At such times I find it helpful to meditate on the plight of, for example, those Iraqi people who are kidnapped off the street and executed. They were people with hopes and dreams for themselves and their families just like us. What do they think as they are carted off to what they must surely know is certain death? What was my life for if it is to be cut short so unjustly? Each of us can think of more personal examples. We know that kind of ultimate question. We need to reflect on it. If we do we would not take our presence here lightly.

Luke's Gospel is very much a Gospel of a journey. Jesus and the disciples are on the road to Jerusalem with a goal and a mission. The disciples were struggling with the hope that the point of their journey was to liberate Israel from foreign invasion. Jesus was trying to help them understand otherwise. After Jesus' death the disciples on another journey on the road to Emmaus confessed as much: "We had hoped that he was the one to redeem Israel" (Luke 24:21). The gospel today reminds us to travel lightly. But have our hearts set on what really matters and be ready for whatever comes.
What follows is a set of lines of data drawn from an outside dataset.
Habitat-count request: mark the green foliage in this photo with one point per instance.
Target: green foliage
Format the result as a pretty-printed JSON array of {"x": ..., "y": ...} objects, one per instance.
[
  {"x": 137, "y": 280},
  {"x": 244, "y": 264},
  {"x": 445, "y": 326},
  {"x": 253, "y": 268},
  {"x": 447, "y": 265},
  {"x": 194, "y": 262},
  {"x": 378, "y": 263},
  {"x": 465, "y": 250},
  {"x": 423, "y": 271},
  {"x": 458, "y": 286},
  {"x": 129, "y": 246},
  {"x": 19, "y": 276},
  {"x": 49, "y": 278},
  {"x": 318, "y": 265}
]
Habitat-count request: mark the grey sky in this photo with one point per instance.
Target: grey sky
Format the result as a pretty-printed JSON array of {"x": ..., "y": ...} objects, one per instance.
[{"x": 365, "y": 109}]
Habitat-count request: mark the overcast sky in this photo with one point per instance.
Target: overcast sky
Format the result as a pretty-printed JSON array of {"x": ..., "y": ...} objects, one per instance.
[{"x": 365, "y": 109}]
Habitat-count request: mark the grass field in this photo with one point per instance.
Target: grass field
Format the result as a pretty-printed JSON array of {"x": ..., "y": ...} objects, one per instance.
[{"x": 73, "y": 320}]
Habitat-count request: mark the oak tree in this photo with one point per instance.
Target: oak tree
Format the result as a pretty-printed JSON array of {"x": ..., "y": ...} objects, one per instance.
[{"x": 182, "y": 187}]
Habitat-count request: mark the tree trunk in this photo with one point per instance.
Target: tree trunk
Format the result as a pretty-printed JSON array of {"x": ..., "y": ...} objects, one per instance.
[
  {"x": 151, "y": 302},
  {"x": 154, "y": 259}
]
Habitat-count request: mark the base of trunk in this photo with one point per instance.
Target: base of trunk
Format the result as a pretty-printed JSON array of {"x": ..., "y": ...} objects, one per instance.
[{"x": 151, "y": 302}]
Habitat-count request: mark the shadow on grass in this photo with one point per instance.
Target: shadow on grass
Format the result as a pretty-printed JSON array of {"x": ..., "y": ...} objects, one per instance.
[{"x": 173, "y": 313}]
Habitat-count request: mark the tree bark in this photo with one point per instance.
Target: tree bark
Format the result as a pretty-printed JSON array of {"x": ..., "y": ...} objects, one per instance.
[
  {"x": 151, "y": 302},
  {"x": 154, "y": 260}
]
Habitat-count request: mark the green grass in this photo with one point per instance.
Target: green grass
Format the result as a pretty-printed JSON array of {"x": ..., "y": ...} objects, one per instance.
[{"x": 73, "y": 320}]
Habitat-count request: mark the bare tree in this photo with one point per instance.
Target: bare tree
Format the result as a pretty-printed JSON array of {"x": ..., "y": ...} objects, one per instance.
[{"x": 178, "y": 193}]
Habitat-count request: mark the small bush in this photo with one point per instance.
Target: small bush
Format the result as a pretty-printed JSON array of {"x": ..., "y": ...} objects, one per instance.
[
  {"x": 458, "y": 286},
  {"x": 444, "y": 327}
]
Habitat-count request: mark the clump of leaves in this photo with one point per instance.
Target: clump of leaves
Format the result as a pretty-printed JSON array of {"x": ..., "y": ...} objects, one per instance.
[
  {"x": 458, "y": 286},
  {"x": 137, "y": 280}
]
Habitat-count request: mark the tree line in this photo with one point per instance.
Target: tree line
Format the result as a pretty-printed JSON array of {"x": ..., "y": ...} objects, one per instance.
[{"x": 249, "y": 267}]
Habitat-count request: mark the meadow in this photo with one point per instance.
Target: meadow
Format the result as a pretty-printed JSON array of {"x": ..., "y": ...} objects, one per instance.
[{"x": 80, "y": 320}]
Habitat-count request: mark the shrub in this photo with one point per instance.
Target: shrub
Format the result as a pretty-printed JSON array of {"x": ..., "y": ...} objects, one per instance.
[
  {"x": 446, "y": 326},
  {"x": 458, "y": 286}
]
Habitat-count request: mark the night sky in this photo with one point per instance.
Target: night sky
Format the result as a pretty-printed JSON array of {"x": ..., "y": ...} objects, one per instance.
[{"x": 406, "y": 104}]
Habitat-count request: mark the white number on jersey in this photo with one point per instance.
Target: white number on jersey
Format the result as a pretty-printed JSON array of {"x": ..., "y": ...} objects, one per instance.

But is no good saying that Jesus knew how it would all end for him. We do because we know the whole story. No. Jesus was not living a fairy tale with a predestined happy ending. His life was as real as the life of an Iraqi bystander in Baghdad. For he and the disciples any illusions they had about their mission were dashed in Jerusalem. All the disicples' hopes and dreams came to a crashing end on the night of the Last Supper. There was no future that they could see. Then, when they were at their most vulnerable, Jesus took the bread, gave thanks, broke it, and gave it to them saying, "This my body given for you." When there is absolutely nothing to look forward to Jesus is telling us his love for us. He did that with absolute trust in the Father to hear his prayer no knowing how it would be answered. That is what it means to be a light to the world. "Only faith can guarantee the blessings that we hope for, or prove the existence of the realities that at present remain unseen" (Hebrews11:1). The point of our Christian lives is to reflect that light into the dark corners of our lives and our world.

Fr Graham

* See "What is the Point of Being a Christian", Timothy Radcliffe OP. Burns and Oates, London 2005.